Itzel Yard, also known as ixshells, produced a work in support of the Tor Project, garnering the highest price for a woman within the blockchain space. “Dreaming at Dusk” (2021) sold for 500ETH (~two million dollars at the time of auction, May 14), an important sale for a great organization that got surprisingly little attention. These are the moments that have me questioning what art, aesthetics, politics are being recorded for posterity. Sticking with finance, this price puts her on par with an established artist like Elizabeth Peyton. The high end for women is around seven million, apparent in artists like Cecily Brown and Cindy Sherman (far less than men). Though artists using blockchain have more divergent prices within their oeuvre than those selling in more traditional pathways, that a blockchain-based sale is comparable is remarkable.

Yard’s work in the Christie’s sale went for less than “Dreaming at Dusk,” but was in the range of her other work on the invitation-based platform, Foundation. She, like Bellini, is a self-taught artist, outside of the mainstream art world who is gaining traction. Based in Panama, she is a co-founder of Creative Code Art, a community of artists focused on generative art. One notable feature of artists using blockchain is their interest in buying art with the funds they receive, and Yard is no exception. This community-oriented attitude is reminiscent of early feminist practices and  worth celebrating, regardless of the artist’s gender identity.

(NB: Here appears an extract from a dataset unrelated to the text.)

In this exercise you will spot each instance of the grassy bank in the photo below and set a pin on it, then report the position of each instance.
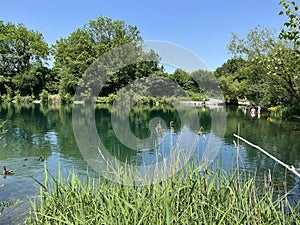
(198, 198)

Serwah Attafuah. “Galileo’s Gaze”(2018) digital mage, edition 1 + 1 AP (image courtesy of su-ku-ya and TRANSFER)

Serwah Attafuah had regular commissions by major brands but her independent work couldn’t establish footing within any “fine art” world, according to curator Wade Wallerstein who invited her to join the show Pieces of Me. When she joined Foundation, she sold her first piece “Consensual Hallucinations” (2021) for 10 ETH (~$27k at the time), significant for an artist’s first sale. Though Foundation gets chastised for their energy consumption and invitation-only practices, a spokesperson shared that seven out of their top-25-selling artists are women, including Itzel Yard. Why not more? Collectors need encouragement to notice, appreciate, and buy the works of women. The organization, Women of Crypto Art aims to shift that, and others urge the same, but sales indicate more is still needed.

The marginalization of certain aesthetics often comes from the discomfort of confronting the lived experience of “othered” artists. When blockchain narratives don’t celebrate women, they reiterate that marginalization. Some argue that to examine women separately is to marginalize them, but sidelined as they remain, I emphasize their presence to alter the record. Many of the women mentioned in this article represent a globally diverse population, with works about their communities and their politics. Sara Ludy used blockchain’s potential to develop new contract practices with her gallery. Claudia Hart imagined how feminism could influence the disruptive practices of blockchain in her Feminist Manifesta. Gender bias exists within the tech industry, but also the viability of aesthetics associated with technology. Technology can’t solve social ills, but we can begin to rectify those problems by being deliberate in how we adopt, design, and engage with technologies and the aesthetics they promote.